Right Brainers in Business

There are several misconceptions about creative people that may keep you from going into business for yourself. Although there may be very good reasons you should not attempt it, these MYTHS are NOT among them.

Artists are like children. Wrong.  You may have a childlike quality, but you are not childish.

You’d be happy playing all day long. So the creative person likes a good time more than the next guy, is that such a crime? To the creative work very often is play, and I personally think that’s the best way to live.

You’re defensive about your way of doing something. This one may not be so far off the mark. It might help to be able to prove that you know what you are doing.

You can come up with ideas quickly. The constant pressure to come up with inspiration on demand can be wearing. You need time to conceptualize, to let ideas percolate, to do your best work. Time management can help you give that time, even when nobody else will.

You don’t care about business.  Just because you’re creative doesn’t mean you don’t yearn for success, for recognition, for financial security. And you actually have a natural gift in this direction, if you learn to recognize and use it.

There is only one way to be organized, and you can’t handle that kind of regimented, structured, right angle style of time management. That is half right. you probably can’t and definitely shouldn’t try to regiment your lifestyle, killing your creativity in the process. But there are many ways to be organized and you’re creative enough to find one that will work for you.

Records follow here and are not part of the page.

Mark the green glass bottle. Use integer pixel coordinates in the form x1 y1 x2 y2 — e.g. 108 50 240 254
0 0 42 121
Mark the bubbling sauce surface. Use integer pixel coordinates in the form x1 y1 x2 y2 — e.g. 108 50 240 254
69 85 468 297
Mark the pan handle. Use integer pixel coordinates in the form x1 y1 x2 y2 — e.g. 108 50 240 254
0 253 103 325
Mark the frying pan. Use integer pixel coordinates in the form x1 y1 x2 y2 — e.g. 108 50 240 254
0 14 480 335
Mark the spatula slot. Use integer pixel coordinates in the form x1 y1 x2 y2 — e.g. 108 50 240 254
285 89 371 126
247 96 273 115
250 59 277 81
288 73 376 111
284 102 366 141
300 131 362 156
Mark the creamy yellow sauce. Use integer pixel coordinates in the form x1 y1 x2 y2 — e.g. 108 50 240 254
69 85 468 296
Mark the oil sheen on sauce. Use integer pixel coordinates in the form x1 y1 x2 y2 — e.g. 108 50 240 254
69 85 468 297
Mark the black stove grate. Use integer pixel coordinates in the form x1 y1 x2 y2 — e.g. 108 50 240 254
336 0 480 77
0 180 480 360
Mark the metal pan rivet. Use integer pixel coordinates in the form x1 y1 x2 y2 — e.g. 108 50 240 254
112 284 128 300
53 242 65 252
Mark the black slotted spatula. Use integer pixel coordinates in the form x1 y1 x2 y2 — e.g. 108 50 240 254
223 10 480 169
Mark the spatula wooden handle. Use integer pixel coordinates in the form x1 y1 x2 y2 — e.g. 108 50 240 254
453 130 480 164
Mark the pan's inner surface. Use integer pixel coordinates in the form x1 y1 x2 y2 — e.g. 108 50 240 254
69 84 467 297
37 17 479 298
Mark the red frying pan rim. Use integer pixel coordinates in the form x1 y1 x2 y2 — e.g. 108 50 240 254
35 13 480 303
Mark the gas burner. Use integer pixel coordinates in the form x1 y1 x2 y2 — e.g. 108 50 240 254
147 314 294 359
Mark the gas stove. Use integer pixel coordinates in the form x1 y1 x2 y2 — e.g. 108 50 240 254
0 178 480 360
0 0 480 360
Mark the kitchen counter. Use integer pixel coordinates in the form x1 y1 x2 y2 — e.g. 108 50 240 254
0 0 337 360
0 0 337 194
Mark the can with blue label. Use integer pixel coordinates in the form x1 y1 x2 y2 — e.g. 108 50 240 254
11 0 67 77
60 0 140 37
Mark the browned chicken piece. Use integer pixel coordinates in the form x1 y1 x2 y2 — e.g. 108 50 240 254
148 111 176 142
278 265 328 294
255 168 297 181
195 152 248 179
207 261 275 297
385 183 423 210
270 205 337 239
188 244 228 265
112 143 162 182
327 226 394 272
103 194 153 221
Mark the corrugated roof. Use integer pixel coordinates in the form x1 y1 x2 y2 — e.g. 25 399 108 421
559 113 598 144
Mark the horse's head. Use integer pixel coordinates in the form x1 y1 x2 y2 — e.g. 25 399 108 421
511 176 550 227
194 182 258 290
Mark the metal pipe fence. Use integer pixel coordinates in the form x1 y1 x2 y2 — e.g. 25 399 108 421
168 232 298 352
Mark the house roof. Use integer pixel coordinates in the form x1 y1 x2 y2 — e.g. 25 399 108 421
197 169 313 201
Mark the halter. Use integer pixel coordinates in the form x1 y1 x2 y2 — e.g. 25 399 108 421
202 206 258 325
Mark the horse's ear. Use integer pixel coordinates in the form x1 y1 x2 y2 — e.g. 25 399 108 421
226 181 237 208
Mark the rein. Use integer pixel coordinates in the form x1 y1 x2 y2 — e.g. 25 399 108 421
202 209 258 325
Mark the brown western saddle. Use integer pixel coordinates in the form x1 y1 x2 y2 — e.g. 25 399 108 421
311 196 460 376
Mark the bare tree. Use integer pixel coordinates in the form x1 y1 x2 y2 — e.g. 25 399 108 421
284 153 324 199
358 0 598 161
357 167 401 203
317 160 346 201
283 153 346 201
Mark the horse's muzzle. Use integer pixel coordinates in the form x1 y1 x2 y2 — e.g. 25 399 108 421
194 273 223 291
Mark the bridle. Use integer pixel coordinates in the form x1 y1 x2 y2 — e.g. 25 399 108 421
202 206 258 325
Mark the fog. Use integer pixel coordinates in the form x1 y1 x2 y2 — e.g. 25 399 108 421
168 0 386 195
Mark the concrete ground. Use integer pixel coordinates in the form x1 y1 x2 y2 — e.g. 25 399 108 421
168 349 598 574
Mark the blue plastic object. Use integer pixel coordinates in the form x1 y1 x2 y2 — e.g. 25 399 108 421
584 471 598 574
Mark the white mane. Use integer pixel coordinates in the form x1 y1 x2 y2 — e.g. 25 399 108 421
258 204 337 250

Organized means sterile, cold, dull, rigid or inflexible.  Wrong. Organized means being able to find what you need when you need it.

You work better under pressure. What does that have to do with anything except eventual heart failure, ulcers, or stroke? It is okay to turn up the heat from time to time, if you do it on your terms, keep it under your control.

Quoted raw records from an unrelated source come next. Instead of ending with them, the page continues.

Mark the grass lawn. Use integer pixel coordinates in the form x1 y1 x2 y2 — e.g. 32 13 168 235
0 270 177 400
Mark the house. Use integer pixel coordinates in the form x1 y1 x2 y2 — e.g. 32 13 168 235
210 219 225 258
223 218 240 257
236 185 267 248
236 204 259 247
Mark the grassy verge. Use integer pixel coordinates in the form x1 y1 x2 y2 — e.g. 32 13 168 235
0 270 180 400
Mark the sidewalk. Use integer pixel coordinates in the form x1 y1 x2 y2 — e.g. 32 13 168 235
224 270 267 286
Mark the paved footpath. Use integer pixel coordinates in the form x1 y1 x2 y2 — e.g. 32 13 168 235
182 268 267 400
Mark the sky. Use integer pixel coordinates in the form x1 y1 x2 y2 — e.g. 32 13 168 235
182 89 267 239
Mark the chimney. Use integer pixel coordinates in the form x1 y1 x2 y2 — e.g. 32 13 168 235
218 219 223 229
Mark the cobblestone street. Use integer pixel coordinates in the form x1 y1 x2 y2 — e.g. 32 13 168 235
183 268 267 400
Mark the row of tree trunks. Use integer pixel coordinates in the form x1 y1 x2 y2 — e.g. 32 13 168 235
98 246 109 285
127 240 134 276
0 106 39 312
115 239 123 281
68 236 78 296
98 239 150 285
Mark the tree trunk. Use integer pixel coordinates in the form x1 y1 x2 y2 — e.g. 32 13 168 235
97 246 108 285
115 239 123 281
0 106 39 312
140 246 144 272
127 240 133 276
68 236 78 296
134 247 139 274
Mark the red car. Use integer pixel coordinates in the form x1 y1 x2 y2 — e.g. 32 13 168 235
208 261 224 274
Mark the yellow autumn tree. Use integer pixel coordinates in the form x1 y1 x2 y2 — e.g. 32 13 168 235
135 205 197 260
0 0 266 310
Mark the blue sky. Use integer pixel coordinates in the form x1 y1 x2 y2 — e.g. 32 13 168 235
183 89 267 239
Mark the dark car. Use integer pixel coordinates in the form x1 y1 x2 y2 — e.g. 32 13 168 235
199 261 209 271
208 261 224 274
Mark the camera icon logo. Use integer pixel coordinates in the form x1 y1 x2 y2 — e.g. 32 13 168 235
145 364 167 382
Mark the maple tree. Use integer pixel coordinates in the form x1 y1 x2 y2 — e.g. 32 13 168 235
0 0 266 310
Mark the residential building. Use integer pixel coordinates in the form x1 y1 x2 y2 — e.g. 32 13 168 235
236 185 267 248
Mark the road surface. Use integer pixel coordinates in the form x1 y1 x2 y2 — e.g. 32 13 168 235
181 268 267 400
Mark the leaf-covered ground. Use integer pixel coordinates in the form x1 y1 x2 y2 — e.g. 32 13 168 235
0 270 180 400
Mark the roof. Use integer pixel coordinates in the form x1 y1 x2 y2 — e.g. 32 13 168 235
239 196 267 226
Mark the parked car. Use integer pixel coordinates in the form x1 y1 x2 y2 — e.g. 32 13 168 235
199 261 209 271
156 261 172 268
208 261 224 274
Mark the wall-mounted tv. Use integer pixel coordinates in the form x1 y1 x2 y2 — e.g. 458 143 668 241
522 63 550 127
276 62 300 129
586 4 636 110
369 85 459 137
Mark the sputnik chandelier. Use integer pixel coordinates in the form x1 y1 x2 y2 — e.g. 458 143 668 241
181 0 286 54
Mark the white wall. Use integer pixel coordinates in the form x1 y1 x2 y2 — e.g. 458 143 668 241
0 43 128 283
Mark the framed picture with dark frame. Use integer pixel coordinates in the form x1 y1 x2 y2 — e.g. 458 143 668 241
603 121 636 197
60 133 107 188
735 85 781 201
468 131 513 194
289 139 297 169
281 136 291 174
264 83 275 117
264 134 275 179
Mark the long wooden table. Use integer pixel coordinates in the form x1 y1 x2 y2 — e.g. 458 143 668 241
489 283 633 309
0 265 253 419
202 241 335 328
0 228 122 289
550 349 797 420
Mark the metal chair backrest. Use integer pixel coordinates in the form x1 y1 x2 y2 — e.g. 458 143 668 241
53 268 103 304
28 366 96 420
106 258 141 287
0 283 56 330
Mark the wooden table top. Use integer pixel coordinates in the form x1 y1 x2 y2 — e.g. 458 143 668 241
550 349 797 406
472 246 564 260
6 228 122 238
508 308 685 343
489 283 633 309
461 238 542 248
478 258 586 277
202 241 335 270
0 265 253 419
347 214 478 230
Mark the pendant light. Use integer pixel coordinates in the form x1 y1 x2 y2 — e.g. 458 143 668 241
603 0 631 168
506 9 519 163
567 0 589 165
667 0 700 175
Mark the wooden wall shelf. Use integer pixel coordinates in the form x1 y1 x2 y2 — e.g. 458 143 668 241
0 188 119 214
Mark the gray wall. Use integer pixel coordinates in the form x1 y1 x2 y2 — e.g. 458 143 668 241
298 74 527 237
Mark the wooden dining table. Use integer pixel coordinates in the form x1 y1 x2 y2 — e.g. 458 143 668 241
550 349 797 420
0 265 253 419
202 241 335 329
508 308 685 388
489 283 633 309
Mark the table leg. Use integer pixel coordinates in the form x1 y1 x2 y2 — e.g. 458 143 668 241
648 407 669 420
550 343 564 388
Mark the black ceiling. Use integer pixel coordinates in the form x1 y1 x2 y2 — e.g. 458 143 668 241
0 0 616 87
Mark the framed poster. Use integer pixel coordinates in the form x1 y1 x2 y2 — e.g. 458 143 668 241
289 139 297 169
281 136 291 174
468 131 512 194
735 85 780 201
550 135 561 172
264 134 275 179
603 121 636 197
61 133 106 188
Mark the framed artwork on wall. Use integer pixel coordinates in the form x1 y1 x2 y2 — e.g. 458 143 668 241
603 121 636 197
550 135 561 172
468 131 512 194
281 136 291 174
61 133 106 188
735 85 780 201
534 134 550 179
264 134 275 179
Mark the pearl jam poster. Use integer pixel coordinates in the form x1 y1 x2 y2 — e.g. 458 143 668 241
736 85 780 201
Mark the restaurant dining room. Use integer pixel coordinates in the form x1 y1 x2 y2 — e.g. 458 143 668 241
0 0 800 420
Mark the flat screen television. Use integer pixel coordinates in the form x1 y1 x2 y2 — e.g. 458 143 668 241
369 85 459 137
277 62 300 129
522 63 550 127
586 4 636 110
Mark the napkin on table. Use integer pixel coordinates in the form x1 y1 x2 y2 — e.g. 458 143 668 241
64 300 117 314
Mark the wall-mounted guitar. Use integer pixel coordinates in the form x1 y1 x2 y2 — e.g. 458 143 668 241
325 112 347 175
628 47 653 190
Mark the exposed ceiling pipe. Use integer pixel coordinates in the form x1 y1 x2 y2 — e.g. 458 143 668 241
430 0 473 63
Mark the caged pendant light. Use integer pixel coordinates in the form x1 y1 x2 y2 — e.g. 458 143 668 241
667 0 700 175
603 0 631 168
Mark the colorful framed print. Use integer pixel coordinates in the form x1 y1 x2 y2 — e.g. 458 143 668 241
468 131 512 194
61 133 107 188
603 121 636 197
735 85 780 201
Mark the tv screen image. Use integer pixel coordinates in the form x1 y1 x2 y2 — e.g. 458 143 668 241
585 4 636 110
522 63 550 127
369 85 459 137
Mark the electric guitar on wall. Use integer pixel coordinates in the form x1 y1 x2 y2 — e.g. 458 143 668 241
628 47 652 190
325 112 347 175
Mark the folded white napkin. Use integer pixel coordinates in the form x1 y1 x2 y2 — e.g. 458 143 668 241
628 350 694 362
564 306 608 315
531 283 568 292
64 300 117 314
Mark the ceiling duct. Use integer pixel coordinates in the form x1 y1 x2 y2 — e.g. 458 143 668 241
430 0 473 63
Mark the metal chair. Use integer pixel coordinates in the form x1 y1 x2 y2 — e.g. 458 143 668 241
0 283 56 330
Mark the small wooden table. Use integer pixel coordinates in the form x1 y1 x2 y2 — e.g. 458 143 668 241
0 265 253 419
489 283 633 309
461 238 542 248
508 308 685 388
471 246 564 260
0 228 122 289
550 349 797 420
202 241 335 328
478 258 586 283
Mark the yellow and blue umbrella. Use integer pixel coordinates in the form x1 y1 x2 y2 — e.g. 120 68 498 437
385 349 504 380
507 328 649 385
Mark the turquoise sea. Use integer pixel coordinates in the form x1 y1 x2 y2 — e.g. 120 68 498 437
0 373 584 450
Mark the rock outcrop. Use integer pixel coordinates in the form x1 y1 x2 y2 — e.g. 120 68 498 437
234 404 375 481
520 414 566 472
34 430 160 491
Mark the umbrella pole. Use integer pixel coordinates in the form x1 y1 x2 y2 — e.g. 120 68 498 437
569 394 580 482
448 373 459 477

You are antisocial. You do need your space at times.

You’re a little crazy.  Crazy? No. Offcenter, maybe. Don’t keep trying to judge yourself by irrelevant standards. It is a colossal waste of time.

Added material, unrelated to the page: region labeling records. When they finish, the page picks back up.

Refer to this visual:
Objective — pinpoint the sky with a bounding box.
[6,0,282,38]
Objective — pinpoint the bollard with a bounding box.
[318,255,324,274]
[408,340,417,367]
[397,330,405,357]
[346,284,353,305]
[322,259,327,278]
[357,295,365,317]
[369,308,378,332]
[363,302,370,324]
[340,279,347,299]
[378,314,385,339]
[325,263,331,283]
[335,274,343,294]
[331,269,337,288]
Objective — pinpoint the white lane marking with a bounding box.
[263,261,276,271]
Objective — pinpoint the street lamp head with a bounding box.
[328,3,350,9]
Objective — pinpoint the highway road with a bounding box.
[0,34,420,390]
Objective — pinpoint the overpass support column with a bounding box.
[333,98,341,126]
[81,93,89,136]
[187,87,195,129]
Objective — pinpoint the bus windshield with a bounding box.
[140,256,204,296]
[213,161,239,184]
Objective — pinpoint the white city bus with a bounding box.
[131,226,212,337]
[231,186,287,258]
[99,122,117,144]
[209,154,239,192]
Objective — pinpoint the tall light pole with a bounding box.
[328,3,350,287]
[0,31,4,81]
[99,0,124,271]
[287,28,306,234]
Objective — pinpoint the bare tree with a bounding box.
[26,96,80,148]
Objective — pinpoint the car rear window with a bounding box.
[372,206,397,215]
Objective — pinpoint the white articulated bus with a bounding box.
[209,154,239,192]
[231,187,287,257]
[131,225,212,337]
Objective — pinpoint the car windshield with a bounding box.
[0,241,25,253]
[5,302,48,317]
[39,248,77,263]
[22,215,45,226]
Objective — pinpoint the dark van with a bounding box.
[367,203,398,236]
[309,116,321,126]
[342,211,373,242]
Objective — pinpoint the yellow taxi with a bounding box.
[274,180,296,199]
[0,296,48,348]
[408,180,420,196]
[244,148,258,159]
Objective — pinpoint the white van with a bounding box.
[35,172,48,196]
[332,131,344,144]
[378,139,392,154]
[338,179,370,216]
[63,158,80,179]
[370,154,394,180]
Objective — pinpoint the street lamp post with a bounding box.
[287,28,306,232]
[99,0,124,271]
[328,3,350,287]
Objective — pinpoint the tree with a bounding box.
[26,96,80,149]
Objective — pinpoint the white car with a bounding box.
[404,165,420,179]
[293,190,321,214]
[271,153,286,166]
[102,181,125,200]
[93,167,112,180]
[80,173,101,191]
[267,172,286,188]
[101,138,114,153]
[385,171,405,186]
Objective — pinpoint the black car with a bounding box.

You’re stubborn (single minded). Hah! You’re more likely to have ten or twenty things going on in that incredible brain of yours. And there’s nothing wrong with sticking to your guns when you know you’re right.

You’re absentminded and forgetful. If you have ten things going on in your mind at once, it’s understandable that you lose one every now and then. If you’re totally involved in a project, it ‘s not surprising that everything else falls by the wayside. I call it focus.